On Taking a Lunch Hour — Or Not

Fellow wool-gatherers
Fellow wool-gatherers

On advice from my friend Elizabeth, and as mentioned in my last post, I tried to take lunch hours this week. There’s a reason why they’re built into the 9-to-5 work day, after all. It makes sense to give ourselves a break for refueling on all levels: food for the body, relaxation for the brain, maybe some socializing for the soul.

From Tuesday on, I managed to get out of the house for my lunch hour around 5:00 p.m. Not exactly optimal, but still, I counted this as a step in the right direction. Elizabeth and I had been talking about how I can get at least one measly hour’s worth of fiction in each day during the week. Hence, a lunch hour.

The key is to actually leave my home and my WiFi. And, in fact, it did work even though my lunch hours occured so late in the day. I managed a few hours worth of fiction while sipping a nonfat, decaf latte in my favorite coffeehouse. And this helped my mood, yet…

Why did I still feel like crying sometimes? I don’t know what’s going to become of me. Honestly. I feel cornered by all the decisions I’ve made in my life that have landed me here: Knowing which work will truly make me happy, not knowing how I’m supposed to save for retirement and all that practical stuff…

So, though I’ve halted the descent down the depression slide, it’s still there, lurking. I still wonder how people with real lives — real career, kids, tons of responsibilities — get their novels written. Don’t they need tons of downtime to let the brain juices burble and sift? Maybe not. But I guess I do.

A Little Sanity

Weekend writing spot: Laptop, dog, beans and rice, what could be better?
Weekend writing spot: Laptop, dog, beans and rice, what could be better?

I think, but I’m not sure, that I started off this week a million times more sane than last week. Don’t get me wrong, at various points over the weekend stress nipped at me, reminding me of its existence while I went about my business trying to have a weekend away from the work.

That was my main goal for weekend — SAY “NO” TO WORK — because I needed, wanted, had to work on short story edits. This story will be published in an anthology, and I’ve been sitting on the editor’s notes for weeks, closer to two months. I’ve longed for the brainspace to sit down with the story and clean it up. But until this past weekend, I was out of my mind.

This weekend I was only a little out of my mind. In fact, I’d say SAYING “NO” TO WORK and forcing myself to ignore the stressed heart-thumps and chest pressures did me a world of good. I feel better for having time with my fiction.

(Unfortunately, I did work over the weekend, but just a little on Saturday morning and last night. Mostly, I had my weekend.)

In fact, the anthology’s editor called me Saturday morning. I rushed to assure her that the short story was open on the monitor. Apparently, she wasn’t concerned about the edits though. She was concerned that given my fragile state of late, I’d take this blog post the wrong way.

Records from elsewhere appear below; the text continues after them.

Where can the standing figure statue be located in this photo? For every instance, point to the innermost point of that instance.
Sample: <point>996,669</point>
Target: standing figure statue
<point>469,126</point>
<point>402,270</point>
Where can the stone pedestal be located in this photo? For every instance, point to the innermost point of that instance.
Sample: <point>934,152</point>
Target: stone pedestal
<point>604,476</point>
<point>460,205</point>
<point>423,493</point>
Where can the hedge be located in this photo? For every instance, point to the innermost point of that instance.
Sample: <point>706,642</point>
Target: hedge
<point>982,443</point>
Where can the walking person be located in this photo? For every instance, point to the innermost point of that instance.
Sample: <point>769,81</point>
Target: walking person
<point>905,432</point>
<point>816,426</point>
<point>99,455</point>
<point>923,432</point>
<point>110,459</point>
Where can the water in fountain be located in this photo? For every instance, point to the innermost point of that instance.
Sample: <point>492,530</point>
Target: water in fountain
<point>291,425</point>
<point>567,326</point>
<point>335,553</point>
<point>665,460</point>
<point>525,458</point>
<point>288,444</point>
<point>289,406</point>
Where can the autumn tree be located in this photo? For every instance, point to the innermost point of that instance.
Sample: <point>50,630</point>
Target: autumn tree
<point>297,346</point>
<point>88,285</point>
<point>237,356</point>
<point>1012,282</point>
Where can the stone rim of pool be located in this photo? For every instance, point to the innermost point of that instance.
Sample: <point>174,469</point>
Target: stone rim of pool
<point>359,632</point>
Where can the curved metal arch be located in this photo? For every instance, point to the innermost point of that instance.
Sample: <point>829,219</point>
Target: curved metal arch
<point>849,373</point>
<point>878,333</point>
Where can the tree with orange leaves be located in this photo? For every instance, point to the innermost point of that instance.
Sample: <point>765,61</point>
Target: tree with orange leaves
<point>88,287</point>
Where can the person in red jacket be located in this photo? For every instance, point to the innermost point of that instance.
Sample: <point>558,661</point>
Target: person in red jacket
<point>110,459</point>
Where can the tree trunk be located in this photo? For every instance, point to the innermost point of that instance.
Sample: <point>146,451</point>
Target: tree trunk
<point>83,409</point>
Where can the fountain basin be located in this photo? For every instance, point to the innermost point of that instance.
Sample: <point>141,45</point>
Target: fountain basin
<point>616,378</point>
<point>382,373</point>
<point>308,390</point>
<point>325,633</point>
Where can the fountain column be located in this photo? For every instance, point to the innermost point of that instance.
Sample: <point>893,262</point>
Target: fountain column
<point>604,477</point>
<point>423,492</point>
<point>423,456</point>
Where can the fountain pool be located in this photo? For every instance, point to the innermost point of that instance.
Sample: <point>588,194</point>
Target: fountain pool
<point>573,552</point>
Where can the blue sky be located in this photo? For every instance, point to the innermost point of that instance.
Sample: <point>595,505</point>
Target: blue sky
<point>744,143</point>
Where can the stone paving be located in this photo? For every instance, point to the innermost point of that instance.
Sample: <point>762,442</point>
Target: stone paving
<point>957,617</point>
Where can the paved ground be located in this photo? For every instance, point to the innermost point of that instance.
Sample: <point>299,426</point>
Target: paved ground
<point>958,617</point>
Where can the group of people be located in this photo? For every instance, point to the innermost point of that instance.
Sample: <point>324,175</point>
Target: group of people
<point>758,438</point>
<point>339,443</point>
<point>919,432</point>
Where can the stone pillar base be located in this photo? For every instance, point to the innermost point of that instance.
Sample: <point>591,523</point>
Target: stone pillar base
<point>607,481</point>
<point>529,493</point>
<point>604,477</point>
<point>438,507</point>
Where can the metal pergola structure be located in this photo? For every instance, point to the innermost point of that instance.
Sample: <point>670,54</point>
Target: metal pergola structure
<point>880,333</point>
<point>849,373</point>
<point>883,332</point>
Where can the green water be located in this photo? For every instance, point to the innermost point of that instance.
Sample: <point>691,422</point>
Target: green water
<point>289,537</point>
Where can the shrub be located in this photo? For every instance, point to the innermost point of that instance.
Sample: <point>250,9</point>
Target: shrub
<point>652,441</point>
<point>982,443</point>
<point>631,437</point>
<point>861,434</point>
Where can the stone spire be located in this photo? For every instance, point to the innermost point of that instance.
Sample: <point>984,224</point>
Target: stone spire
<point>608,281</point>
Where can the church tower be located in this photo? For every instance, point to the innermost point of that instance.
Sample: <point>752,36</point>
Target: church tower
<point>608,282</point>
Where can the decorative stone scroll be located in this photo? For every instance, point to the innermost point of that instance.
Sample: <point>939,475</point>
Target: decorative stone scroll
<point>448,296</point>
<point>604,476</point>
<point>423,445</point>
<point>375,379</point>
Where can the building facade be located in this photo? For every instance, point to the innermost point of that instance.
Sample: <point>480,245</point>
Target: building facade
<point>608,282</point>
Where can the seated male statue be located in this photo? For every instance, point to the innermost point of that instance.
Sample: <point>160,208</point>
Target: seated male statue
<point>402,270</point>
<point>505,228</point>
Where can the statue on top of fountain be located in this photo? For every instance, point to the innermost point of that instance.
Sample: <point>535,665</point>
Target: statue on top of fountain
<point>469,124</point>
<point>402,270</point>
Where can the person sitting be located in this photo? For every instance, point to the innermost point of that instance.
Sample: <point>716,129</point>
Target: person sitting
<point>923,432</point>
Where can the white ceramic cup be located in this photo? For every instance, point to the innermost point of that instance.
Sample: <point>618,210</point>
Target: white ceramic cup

I had to laugh when I read the post, and I’m looking forward to hearing her rude-writer tales. You’ll also see my comment. Rest assured, I’m not one of the unprofessional writers she was talking about. Why? Because I communicated with her along the way — and I know how to format a bloody manuscript! (Aspiring writers: heed her post.)

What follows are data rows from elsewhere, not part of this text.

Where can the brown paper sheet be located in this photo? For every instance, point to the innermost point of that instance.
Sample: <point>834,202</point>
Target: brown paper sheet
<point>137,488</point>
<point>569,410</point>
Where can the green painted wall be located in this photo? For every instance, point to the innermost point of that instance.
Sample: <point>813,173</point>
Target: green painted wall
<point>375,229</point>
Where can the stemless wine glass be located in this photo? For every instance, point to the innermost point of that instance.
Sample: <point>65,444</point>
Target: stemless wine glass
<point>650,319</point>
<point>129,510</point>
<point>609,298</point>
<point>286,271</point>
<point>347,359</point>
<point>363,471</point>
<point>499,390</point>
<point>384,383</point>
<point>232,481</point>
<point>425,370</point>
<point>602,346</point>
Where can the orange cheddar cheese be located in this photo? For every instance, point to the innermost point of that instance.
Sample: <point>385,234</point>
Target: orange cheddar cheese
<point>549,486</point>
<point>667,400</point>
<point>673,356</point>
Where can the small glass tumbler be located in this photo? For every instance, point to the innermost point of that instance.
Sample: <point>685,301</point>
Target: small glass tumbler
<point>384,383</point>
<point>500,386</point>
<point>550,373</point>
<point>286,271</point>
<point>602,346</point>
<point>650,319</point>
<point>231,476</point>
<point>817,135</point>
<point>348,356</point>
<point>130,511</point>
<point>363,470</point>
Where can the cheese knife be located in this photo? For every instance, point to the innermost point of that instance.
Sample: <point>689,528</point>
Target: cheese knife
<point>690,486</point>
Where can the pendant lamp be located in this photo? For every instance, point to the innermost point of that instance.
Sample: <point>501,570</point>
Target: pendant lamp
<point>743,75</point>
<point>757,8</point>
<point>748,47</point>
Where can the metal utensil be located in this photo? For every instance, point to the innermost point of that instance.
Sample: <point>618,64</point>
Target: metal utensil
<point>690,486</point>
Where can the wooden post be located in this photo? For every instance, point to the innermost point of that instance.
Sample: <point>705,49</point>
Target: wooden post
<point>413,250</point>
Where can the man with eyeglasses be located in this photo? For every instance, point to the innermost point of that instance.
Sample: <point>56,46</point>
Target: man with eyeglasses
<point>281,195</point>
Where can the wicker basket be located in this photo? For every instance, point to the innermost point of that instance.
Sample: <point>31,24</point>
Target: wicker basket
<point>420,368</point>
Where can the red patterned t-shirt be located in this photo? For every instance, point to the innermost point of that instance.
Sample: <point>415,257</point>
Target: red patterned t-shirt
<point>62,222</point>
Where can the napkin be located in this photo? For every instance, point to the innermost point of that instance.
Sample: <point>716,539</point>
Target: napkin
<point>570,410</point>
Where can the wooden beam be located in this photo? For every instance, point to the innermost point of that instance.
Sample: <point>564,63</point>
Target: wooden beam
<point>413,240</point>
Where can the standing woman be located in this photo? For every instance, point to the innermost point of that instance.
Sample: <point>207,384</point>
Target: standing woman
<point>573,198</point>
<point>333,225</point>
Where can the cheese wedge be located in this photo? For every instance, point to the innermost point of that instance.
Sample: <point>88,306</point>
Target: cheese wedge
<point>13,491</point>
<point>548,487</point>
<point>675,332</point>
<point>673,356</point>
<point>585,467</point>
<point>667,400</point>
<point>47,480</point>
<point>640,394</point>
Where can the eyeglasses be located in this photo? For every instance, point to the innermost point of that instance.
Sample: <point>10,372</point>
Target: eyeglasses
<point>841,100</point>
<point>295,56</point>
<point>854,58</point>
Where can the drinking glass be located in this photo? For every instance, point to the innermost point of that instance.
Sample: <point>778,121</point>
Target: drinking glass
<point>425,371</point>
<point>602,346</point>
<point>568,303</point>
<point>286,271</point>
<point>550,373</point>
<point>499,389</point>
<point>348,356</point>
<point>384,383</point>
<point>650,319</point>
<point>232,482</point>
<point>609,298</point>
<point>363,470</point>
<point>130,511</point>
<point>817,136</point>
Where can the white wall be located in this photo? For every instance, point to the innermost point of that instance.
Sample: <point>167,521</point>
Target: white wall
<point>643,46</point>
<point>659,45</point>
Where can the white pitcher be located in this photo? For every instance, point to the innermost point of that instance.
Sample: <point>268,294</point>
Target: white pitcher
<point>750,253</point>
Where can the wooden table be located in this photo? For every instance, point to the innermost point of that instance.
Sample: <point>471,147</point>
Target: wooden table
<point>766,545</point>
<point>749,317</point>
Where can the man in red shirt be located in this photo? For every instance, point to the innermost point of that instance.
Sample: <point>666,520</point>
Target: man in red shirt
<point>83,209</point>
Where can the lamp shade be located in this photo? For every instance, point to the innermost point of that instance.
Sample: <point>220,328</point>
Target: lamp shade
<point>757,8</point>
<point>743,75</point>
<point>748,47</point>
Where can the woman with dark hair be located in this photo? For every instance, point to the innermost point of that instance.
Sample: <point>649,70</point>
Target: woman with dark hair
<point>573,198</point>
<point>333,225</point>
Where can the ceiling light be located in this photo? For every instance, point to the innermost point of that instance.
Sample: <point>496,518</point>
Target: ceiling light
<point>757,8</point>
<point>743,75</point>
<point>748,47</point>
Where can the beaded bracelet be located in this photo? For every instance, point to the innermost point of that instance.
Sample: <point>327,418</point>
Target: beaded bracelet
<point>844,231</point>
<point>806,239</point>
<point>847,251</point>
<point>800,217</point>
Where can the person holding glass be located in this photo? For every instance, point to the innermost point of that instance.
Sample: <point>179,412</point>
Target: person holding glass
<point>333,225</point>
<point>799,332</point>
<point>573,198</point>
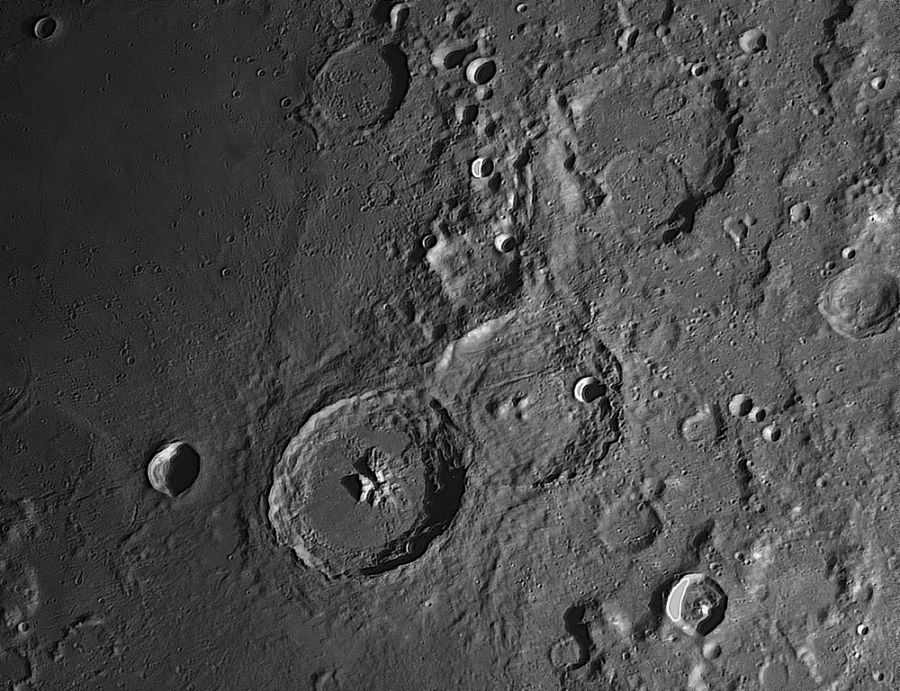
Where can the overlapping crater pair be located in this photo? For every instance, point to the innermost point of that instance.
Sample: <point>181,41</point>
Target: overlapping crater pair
<point>371,481</point>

She’s smart. She suggested that I might feel better if I left my apartment for a real lunch hour. That seems obvious (so why hadn’t I thought of it?). I didn’t try this today; instead, I clowned around outside with plants, a neighbor, and my dog. That counts for a lunch hour though.

And it helped!

You know what else helped? Instead of stumbling straight from bed to drowning in work-muck without coffee (much less breakfast) until hours later, I took thirty minutes to shower, say a quality “hello” to the animals, fix coffee, dress in real clothes, and step out onto the deck for a few quality inhalations.

I can’t remember the last time I showered in the morning. Usually, I get it in whenever, which is often right before bed. Amazing what a difference that makes…sigh…

Cheering Myself Up

easterI’m sitting here on Easter Sunday, staring at a section of manual entitled “Target Settings.” I’m editing this section (fiction feels far away, needless to say), and I’m missing an annual Easter brunch with some of my best friends in the world, a couple of whom I went to college with and who know me well enough to know that I’m not there because things ain’t exactly right with me at the moment…

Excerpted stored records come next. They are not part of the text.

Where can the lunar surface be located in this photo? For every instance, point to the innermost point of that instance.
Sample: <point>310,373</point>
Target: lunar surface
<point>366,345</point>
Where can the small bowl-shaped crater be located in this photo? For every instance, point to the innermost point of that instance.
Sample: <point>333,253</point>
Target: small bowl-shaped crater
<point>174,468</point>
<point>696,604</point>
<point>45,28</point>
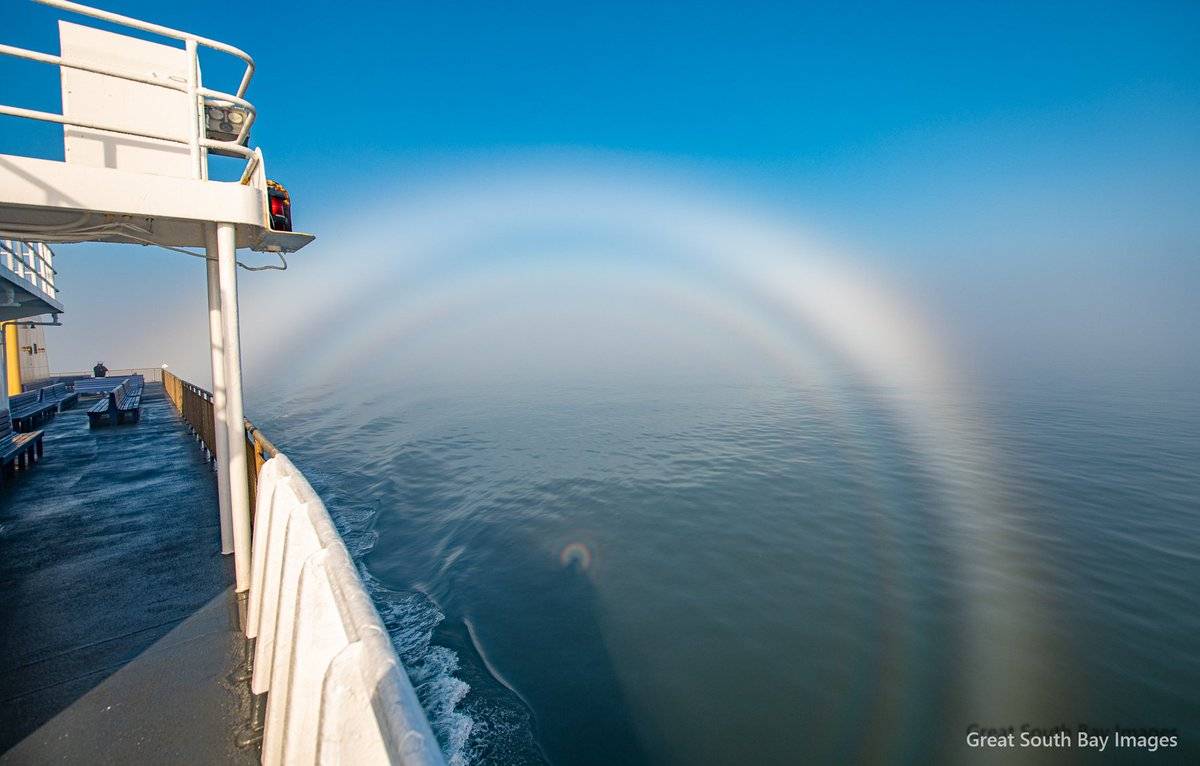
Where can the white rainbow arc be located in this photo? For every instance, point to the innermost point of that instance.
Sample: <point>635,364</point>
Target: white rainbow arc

This is not to say that I’m forgoing all social activities this weekend. Yesterday, after five hours of work that didn’t lead to any forward progress with my many overly project-managed deadlines, I went to a friend’s house to dye eggs, drink, and eat. We consumed lilac-colored martinis made with Parfait Amour liquor. Yummy. I drank one too many.

That was good. I needed it. Not feeling tip-top right now, but I just now decided that I AM going to this same friend’s Easter dinner. I’m not going to miss both of my Easter Sunday engagements because of the work — no, no, no.

Dogwalking with camera in handThe thought of a traditional ham dinner cheers me up (as food usually does), and just now, staring at words like “configure” and “properties” and “redirection,” I got to thinking about cheering myself up in general.

Yesterday I bought an “anti-gravity” (i.e. reclines) chair for the deck so that I can sit comfortably out there with my laptop (or not) when the weather warms. I’m looking forward to this. I’m going to pot flowers too.

But right now, what? Blogging seems to be helping, actually. I’m glad to be here, writing this, blowing off the work for 30 minutes.

And what else? My camera. I remembered it a few days ago. Snapping pictures soothes me. Any mundane image will do. Here are a few other things that cheered me up this week:

 

Easter treats to share with friends
Easter treats to share with friends
Wildflower fields
Wildflower fields
New ring for spring
New ring for spring

Getting Depressed

I think I’m getting depressed. I can tell because in any spare time I carve out from the day-job, all I want to do is sleep and read. I want to slide away from reality, and in feeling this way, my fiction dream feels like it’s sliding away too. And so goes the depressive cycle.

It’s funny, people who don’t get depressed probably don’t get what I’m talking about. Not truly. Their reaction might be, Just get on with it, Lisa; don’t read and sleep — write fiction! — in those carved-out hours. In my normal head, I do just this. But when depression weighs me down…Let’s just say there’s a whole ‘nother set of rules required to get through the days. It’s hard to explain the weightedness; the lurking sense that nothing’s worth it, that it’s all meaningless anyhow; the enervation (even when thinking about fiction); the sense that even the most mundane of tasks — like tidying the kitchen — are monumental.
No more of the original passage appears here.